Sanırım suyu az tüketen bitkilere yönelmek icap edecek gibi. Örneğin nohut, arpa, bazı buğday türleri vs. Ya da toprağın su kaybını engelleyecek, sulamadan maksimum fayda sağlayacak su tutucu bazı polimerleri alıp kullanacağız. Haliyle çiftçi olarak bizlere ek yük getirecek ama hiç değilse arazimizi ekmiş ve boş bırakmamış olacağız.

Nedir bu su tutucu polimerler ve nasıl işe yarar? Size kısaca bahsedeyim.

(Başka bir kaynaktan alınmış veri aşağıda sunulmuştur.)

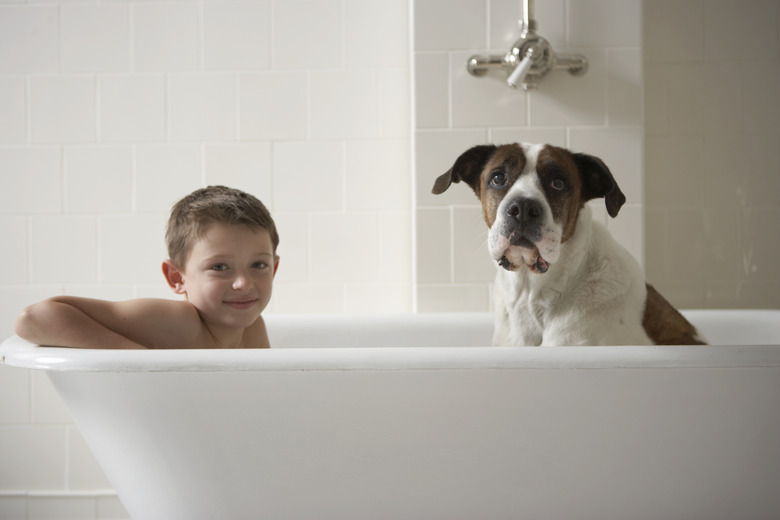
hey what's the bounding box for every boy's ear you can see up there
[273,255,280,277]
[162,260,187,294]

Bu öyle bir madde ki, kendi ağırlığının yüzlerce katı suyu sünger gibi emdikten sonra jel şekline dönüşür. Sonra yakaladığı suyu bulunduğu ortama yavaş yavaş bırakarak, suyun hızla buharlaşıp gitmesine engel olur. İşte bu özelliği sayesinde suyun kıt olduğu alanlarda veya kurak, sıcak iklimlerde bitkisel üretime katkı sağlar. Böylece toprağın daha az sıklıkla sulanmasına, ekilen bitkilerin su problemi yaşamadan yetişmesine yardımcı olur. Bahsetmiş olduğum su tutucuların yurtdışındaki kullanımları son derece yaygındır. Özellikle az yağış alan yerlerdeki topraklarda yarı hidrofobik kabuklar oluşarak suyun kaybolup gitmesi söz konusu olduğundan toprağın su geçirme özelliği de kaybolur. İşte bu su tutucu polimerler sayesinde toprak suyu bünyesine hapseder ve erozyonu da engelleyebilir. Yine bu maddelerin kullanımı toprak yüzeyinin geçirgenliğini artırarak daha fazla yağmur suyunun toprakta kalmasını da sağlar. Bu tarz ürünlerin kullanımı sayesinde su, gübre, enerji ve işçilik maliyetleri düşer, verim artar ve toprağın ileriki dönemlerde yapılacak ilave iş ve işlevleri de azalır.

Tabi benim yazdıklarım bir öneriden ibarettir. Elbette artı ve eksileri vardır. Ancak iş çıkmaza girdi mi mecburen bir çıkış yolu bulmak gerekir. O yüzden Tarım ve Orman Bakanlığı şimdiden suya ilişkin farkındalığın artırılması ve hassasiyetlerin geliştirilmesi gerektiğini belirterek, yakın zamanda "İçme Suyu ve Atık Su Yönetimi Çalıştayı” düzenlemekte, bu konuya insanlarımızın dikkatini çekmektedir. Elbette bir çalıştay yaparak bu konunun tamamen çözülmesini beklemiyoruz. Fakat bu tarz çalışmaların yanı sıra, su tüketiminin tüm yurttaşlarımız tarafından azami dikkatle kullanılmasının önünü açacak her türlü eylemin yapılmasından tarafız. İnşallah bu günden itibaren afet olmaksızın yağışlar artar da bizler de seviniriz. Güzel günlerin gelmesi dileklerimle.